Thursday, August 8, 2013

in defense of the conservative

All creative people need something to rebel against, it's what gives their lives excitement, and it's creative people who make the clients' lives exciting.

‒ Paul Arden

One Friday evening last December, I went to Le Basile, a café in the 7th arrondissement of Paris, to run Operation Bar Games.  I had already covered arrondissements 1 through 6, so the 7th was up next.  I had my concerns about finding enough friendly bars in this part of Paris, one filled with embassies and government office buildings and considered to be the abode of many wealthy people.  Yet I was to be undeterred.

Le Basile is known as the hangout for students of Sciences Po, the most elite of political science schools in France, located just across the street.  I had been to the café several Fridays in the past and literally gotten lost in discussions on political science matters that I never knew existed.

So that evening, after getting my glass of cranberry juice at the counter, I headed towards the back of the room in order to meet whoever I saw that fit the bill, political science student or not.  I found a table of four by the wall facing the street, went over and started my routine upon arrival:

Me: Hi!
Table of Four (surprised): Hi.
Me (extending glass): Cheers!
Table of Four (still surprised, some willing, others reluctant): Cheers.
Me: So, are you guys left-siders?
Table of Four (confused): A what?
Me: A left-sider.
Table of Four (still confused): What's that?
Me: A left-sider is someone who believes that he can change the world.
Table of Four (smiling yet skeptic): Ah.

Soon after, the conversation takes a more typical turn, similar to one that foreigners in Paris meeting for the first time might have: "Where are you from?", "How long have you been in Paris?", "What are you doing in Paris?"  In the midst of all the chatter, a member of the table suggests that they all go out for a cigarette break.  And I am invited to come along.  How I love it when a random group of people in Paris accept me as one of their own.

So we all went outside the café and continued talking.  A girl from the group then tells me, "I don't think that you will have much success finding the kind of people that you are looking for here, as this part of the city is very conservative."
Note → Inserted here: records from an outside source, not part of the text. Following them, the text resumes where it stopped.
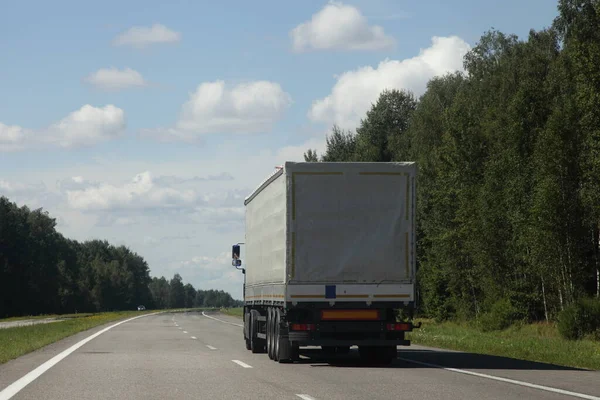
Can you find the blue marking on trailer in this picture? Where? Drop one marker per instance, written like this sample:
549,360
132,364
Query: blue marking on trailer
330,292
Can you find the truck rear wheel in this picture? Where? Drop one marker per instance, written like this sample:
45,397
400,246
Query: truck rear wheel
284,353
257,345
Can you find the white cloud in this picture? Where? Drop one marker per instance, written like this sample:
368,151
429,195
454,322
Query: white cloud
339,27
115,79
87,126
355,91
12,137
166,232
214,108
84,127
18,188
140,193
141,37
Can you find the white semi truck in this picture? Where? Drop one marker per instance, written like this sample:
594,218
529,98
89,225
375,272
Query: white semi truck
330,259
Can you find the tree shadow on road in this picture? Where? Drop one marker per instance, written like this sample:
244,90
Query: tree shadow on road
431,359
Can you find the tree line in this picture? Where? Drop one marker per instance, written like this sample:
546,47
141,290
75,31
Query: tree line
508,158
42,272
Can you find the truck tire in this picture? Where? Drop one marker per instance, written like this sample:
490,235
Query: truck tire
284,352
256,344
270,332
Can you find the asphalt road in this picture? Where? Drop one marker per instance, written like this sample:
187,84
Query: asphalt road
190,356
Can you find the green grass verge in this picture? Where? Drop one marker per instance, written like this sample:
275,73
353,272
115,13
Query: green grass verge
539,342
44,316
17,341
532,342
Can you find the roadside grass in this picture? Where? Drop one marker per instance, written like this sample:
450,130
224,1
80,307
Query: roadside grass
44,316
17,341
538,342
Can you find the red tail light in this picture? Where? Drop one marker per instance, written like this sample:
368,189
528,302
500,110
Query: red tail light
398,327
302,327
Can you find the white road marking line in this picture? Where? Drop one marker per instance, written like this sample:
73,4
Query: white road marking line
18,385
506,380
220,320
238,362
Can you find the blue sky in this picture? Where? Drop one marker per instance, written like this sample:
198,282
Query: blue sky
122,167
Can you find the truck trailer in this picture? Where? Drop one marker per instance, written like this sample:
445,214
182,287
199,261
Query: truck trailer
330,259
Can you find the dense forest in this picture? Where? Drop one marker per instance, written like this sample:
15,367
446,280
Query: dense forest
42,272
508,158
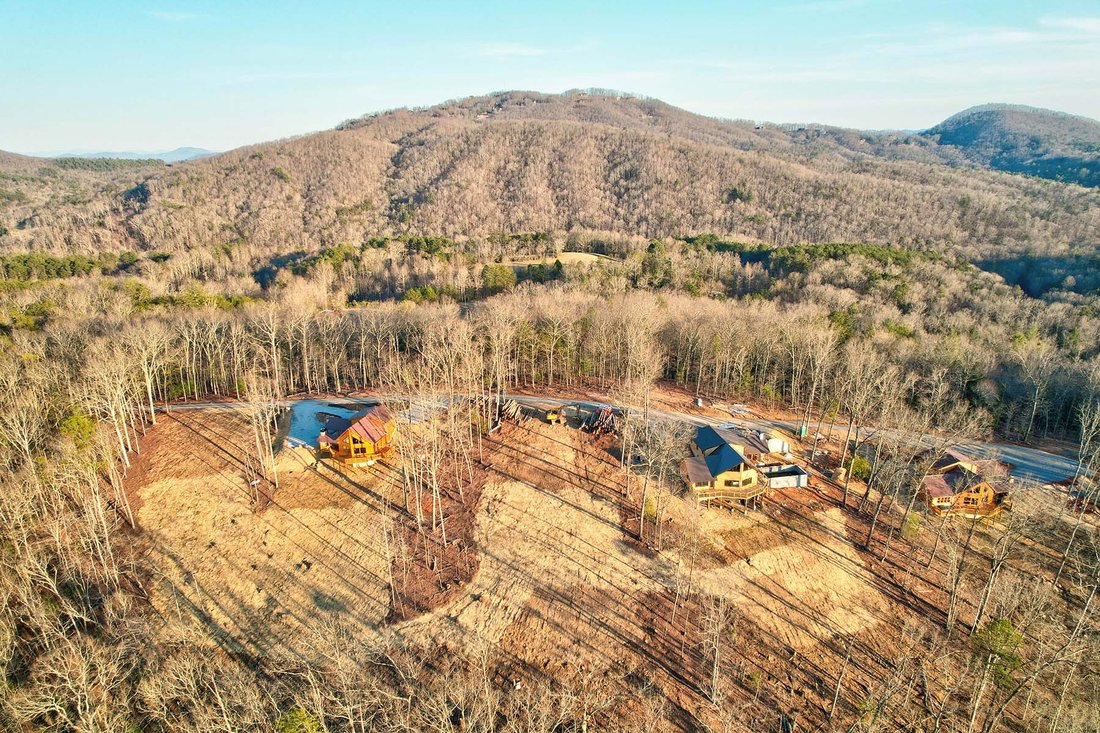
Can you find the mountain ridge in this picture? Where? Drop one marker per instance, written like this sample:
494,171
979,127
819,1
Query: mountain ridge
523,162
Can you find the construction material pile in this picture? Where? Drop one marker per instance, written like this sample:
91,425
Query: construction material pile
601,419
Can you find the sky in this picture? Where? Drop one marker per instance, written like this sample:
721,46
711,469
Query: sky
85,75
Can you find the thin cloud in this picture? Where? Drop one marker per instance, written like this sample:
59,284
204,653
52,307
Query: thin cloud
503,50
1090,25
526,51
173,15
255,77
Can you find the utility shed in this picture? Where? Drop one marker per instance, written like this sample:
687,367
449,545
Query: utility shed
785,476
359,440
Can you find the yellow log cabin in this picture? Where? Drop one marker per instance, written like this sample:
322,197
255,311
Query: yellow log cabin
959,484
359,440
717,473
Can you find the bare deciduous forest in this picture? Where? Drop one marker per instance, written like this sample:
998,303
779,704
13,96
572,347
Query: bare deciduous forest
173,561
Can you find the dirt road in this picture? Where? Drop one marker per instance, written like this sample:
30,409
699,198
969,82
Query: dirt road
1027,463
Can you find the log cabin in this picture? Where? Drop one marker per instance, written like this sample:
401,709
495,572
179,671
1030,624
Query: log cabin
959,484
359,440
719,473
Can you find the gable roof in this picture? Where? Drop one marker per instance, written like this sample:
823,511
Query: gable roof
370,425
953,457
707,437
724,459
696,470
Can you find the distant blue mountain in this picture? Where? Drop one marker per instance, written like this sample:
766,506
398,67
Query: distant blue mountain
177,155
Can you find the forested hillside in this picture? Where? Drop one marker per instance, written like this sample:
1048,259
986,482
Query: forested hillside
1016,139
523,162
173,560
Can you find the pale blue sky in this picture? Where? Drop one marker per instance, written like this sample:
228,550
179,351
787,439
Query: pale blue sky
112,75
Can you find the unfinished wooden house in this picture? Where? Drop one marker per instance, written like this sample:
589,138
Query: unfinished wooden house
359,440
959,484
719,474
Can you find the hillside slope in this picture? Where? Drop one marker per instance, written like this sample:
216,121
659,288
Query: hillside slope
524,162
1026,140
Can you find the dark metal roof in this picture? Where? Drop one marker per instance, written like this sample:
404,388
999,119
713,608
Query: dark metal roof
724,459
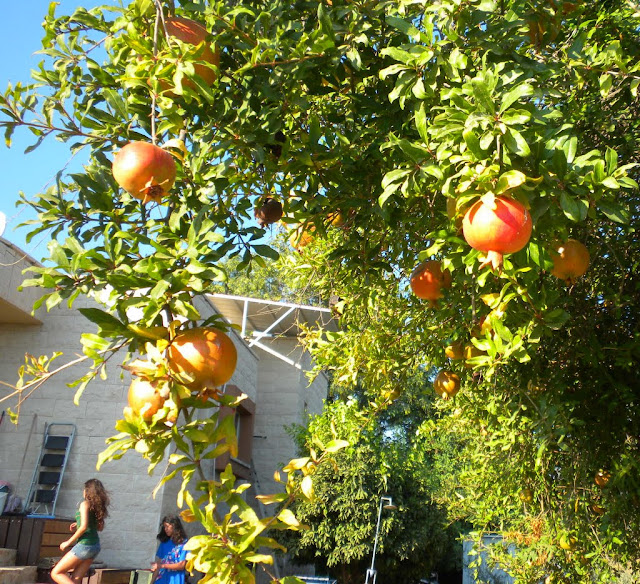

And I'm thinking: "And that's a bad thing?"

I think that it can be more meaningful to try changing the world in a place considered to be very conservative than not.  Why?  Because the opportunities for action are abundant in such a place.  They will keep someone totally dedicated to the task of changing the world motivated, pushing him to become better at what he does.  He may end up realizing his quest, or he may eventually fall short.  Regardless of the outcome, the experience will nonetheless be worthwhile because of his commitment to doing something great.

It's like working as a street cleaner.  How fulfilling would it be for a person truly dedicated to the task of street cleaning to go to streets that were already clean?  How much experience, how much fulfillment can he gain from cleaning what is already clean?  I bet you not much.  Perhaps he dislikes working in the dirtiest of streets, but for a devoted street cleaner to feel useful, he needs dirty streets.

And for a devoted world-changer ‒ or left-sider ‒ to feel useful, he needs conservative situations.  All the time?  Probably not.  But much of the time?  Oh yes.

Besides, it's exciting work.  Who wouldn't enjoy trying to change the world in a place where doing so is believed to be impossible, or where doing so is not given much thought, if at all?

Conservative places exist for a reason.  So let us try to see the benefit in them.